Most machine learning write-ups begin with the model. That is usually the wrong place to start.

The real question is not "how do I train YOLO?" The real question is: what user problem am I trying to solve, and what system must exist around the model for the answer to be useful?

In this project, the problem is surprisingly concrete. A user points a webcam at a Magic: The Gathering card and expects more than a bounding box. They want the card name, the oracle text, the price, and ideally the exact printing. That single interaction forces us to think beyond prediction accuracy and into pipeline design.

The Product Behind the Model#

At a high level, the system needs to do four things well:

Find the card and its meaningful regions.
Read the most useful text from the image.
Resolve that text into real card metadata.
Disambiguate printings when text alone is not enough.

That already tells us something important. A single image classifier would not be enough.

Loading diagram...

The useful output is not a box. It is a structured answer assembled from multiple stages.

Why Object Detection Instead of Classification?#

This repo makes the right architectural choice early: it treats the card as a structured document, not a single-label image.

The detector predicts seven classes:

card
art
title
description
tags
mana-cost
power

That matters because each region serves a different downstream purpose. The title box feeds OCR. The art box feeds DINOv2 matching. The card boundary helps stabilize the overall scene. The smaller regions provide explainability and future extension points.

detect(image) -> [
    {"class": "title", "bbox": [...], "confidence": 0.95},
    {"class": "art", "bbox": [...], "confidence": 0.97},
    {"class": "description", "bbox": [...], "confidence": 0.94},
]

If the model only returned "mtg_card", the rest of the product would still be unsolved.

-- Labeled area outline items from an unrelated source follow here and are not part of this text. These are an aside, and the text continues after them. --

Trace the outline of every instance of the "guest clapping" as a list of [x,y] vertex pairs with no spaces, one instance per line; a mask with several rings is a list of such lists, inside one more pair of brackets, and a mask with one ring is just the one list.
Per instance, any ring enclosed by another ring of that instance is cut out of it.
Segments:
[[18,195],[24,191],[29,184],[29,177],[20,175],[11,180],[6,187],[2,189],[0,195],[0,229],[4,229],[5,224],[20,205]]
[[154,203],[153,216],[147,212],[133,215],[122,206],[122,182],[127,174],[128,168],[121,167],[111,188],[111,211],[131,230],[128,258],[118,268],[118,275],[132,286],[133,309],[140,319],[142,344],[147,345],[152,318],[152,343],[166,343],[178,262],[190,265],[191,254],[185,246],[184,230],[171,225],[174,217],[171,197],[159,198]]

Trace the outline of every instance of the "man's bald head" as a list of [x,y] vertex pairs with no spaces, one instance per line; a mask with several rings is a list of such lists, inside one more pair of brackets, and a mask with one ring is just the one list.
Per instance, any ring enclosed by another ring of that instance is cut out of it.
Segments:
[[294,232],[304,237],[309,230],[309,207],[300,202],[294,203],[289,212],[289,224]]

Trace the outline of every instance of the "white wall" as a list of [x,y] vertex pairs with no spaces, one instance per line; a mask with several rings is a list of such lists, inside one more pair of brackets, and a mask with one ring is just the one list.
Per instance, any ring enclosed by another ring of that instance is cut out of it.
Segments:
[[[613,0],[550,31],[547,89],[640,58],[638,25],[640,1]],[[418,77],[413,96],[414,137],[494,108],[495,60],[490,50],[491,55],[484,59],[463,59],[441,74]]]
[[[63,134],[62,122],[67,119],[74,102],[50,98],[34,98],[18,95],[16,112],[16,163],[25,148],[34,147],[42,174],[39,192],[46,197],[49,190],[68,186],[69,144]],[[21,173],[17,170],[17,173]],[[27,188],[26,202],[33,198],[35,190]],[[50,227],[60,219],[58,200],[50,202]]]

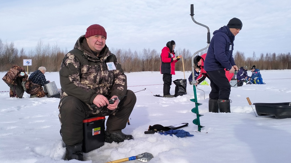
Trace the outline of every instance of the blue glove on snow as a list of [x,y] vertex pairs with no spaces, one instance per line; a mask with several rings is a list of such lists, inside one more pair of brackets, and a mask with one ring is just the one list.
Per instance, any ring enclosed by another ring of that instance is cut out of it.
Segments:
[[161,135],[169,135],[173,136],[173,134],[178,137],[184,137],[186,136],[193,136],[194,135],[190,134],[188,131],[183,130],[170,130],[168,131],[165,131],[164,133],[159,133]]

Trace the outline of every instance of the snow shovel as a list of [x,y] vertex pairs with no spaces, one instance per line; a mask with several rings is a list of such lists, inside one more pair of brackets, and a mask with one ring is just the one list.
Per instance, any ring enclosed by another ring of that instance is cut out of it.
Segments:
[[154,157],[154,156],[151,153],[148,152],[145,152],[140,155],[135,156],[132,156],[128,158],[125,158],[117,160],[108,162],[106,163],[119,163],[123,162],[126,161],[136,160],[143,162],[146,162]]

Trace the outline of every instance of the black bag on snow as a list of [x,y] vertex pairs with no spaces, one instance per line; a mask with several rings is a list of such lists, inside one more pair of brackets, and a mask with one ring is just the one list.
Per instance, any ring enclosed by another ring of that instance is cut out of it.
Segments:
[[175,94],[174,96],[182,96],[187,95],[186,88],[187,86],[187,80],[186,79],[177,79],[173,81],[176,85],[175,87]]
[[244,81],[241,80],[237,82],[237,86],[240,87],[244,85]]

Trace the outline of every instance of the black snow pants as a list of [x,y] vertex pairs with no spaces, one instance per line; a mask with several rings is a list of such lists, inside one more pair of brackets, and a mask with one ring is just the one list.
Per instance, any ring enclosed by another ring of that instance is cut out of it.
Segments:
[[230,84],[225,76],[224,69],[207,71],[209,76],[211,91],[209,98],[212,99],[229,99]]
[[163,92],[164,95],[170,95],[170,90],[172,84],[172,74],[163,74],[163,81],[164,82],[164,87]]

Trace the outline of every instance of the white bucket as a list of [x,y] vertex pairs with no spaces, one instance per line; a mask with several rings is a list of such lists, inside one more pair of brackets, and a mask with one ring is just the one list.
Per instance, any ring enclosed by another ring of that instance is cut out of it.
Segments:
[[43,89],[45,92],[47,93],[49,96],[60,93],[54,81],[45,85]]

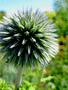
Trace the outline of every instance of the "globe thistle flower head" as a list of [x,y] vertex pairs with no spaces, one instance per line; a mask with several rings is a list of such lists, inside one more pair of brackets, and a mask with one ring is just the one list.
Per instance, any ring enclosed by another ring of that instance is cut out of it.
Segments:
[[54,25],[44,13],[28,10],[4,21],[0,27],[0,44],[7,62],[45,65],[57,54]]

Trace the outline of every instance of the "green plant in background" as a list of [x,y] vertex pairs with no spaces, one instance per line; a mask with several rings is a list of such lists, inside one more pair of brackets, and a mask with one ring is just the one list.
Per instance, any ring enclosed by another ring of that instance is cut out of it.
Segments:
[[0,79],[0,90],[14,90],[14,86],[7,84],[5,80]]
[[55,1],[56,26],[58,34],[66,36],[68,35],[68,0],[56,0]]
[[23,11],[6,17],[0,27],[4,60],[17,65],[16,88],[23,66],[46,65],[58,52],[57,35],[52,22],[39,11]]
[[3,16],[5,16],[6,13],[4,11],[0,11],[0,20],[3,20]]

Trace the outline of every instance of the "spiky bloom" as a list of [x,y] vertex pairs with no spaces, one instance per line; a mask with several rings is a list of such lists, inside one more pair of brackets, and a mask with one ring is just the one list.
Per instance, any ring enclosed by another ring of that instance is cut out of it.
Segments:
[[0,27],[1,51],[7,62],[46,64],[58,51],[54,25],[44,13],[31,10],[4,19]]

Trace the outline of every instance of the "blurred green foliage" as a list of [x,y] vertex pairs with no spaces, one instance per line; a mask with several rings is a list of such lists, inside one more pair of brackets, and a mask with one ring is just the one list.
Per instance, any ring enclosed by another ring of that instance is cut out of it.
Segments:
[[[58,29],[59,53],[44,69],[24,68],[19,90],[68,90],[68,0],[57,0],[55,4],[55,12],[46,14]],[[0,61],[0,90],[15,90],[12,84],[16,72],[14,66]]]

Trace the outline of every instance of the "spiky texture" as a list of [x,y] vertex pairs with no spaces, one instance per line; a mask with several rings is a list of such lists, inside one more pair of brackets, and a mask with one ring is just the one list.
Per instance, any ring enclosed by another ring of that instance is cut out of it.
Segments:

The Two Tracks of the System#

One of the strongest qualities of the project is that the repo documents the full lifecycle instead of stopping at a notebook.

Loading diagram...

The offline track optimizes for learning. The online track optimizes for latency, reliability, and user trust. Mixing those concerns is how ML projects become messy.

Reading the Repo as a System#

The project structure is unusually clear:

scripts/01_setup_dataset.py downloads and prepares the dataset.
scripts/03_train.py handles local training.
scripts/04_validate.py turns a trained model into metrics and plots.
scripts/09_identify_card.py and scripts/10_live_identify.py connect detection to OCR and lookup.
web/app.py exposes the pipeline through FastAPI.
web/services/ cleanly separates detection, OCR, Scryfall, and image matching concerns.

That is not just organization. It reveals design intent. Every stage is isolated enough to reason about independently, but practical enough to form one working pipeline.

A Model Is a Dependency, Not the Whole Product#

This is the mental model I keep returning to when I read this repo:

The detector is a dependency.
OCR is a dependency.
Scryfall is a dependency.
DINOv2 is a dependency.
The product is the orchestration layer that makes those dependencies feel like one answer.

That shift matters because it changes how we evaluate success. A detector with excellent mAP can still produce a poor user experience if OCR fails on the wrong crop, or if printing disambiguation is weak, or if the web app cannot explain what it found.

What Success Actually Looks Like#

The README states the headline result clearly: roughly 96.7% mAP50 and 77.7% mAP50-95 at the best checkpoint. Those are strong numbers, but they are only meaningful because the pipeline turns them into usable card identification.

The most compelling success case in the repo is not "the model converged." It is this:

a photo goes in,
the detector isolates the relevant regions,
OCR extracts the title,
Scryfall resolves the card,
DINOv2 compares the art crop,
the user gets the exact printing.

That is a complete engineering story.

What This Series Will Cover#

This series follows the project in the same order an engineer would need to understand it:

We will spend time on theory, but only when the implementation demands it. The goal is not to decorate the project with ML vocabulary. The goal is to explain why each design choice exists, what it costs, and where it can fail.

Conclusion#

The best thing about this repo is that it treats machine learning like software engineering instead of theater. The model matters, but so do the file formats, scripts, APIs, metrics, failure modes, and product boundaries.

That is why this project is worth writing about in depth. It turns a common ML fantasy into a concrete system you can inspect, reason about, and extend.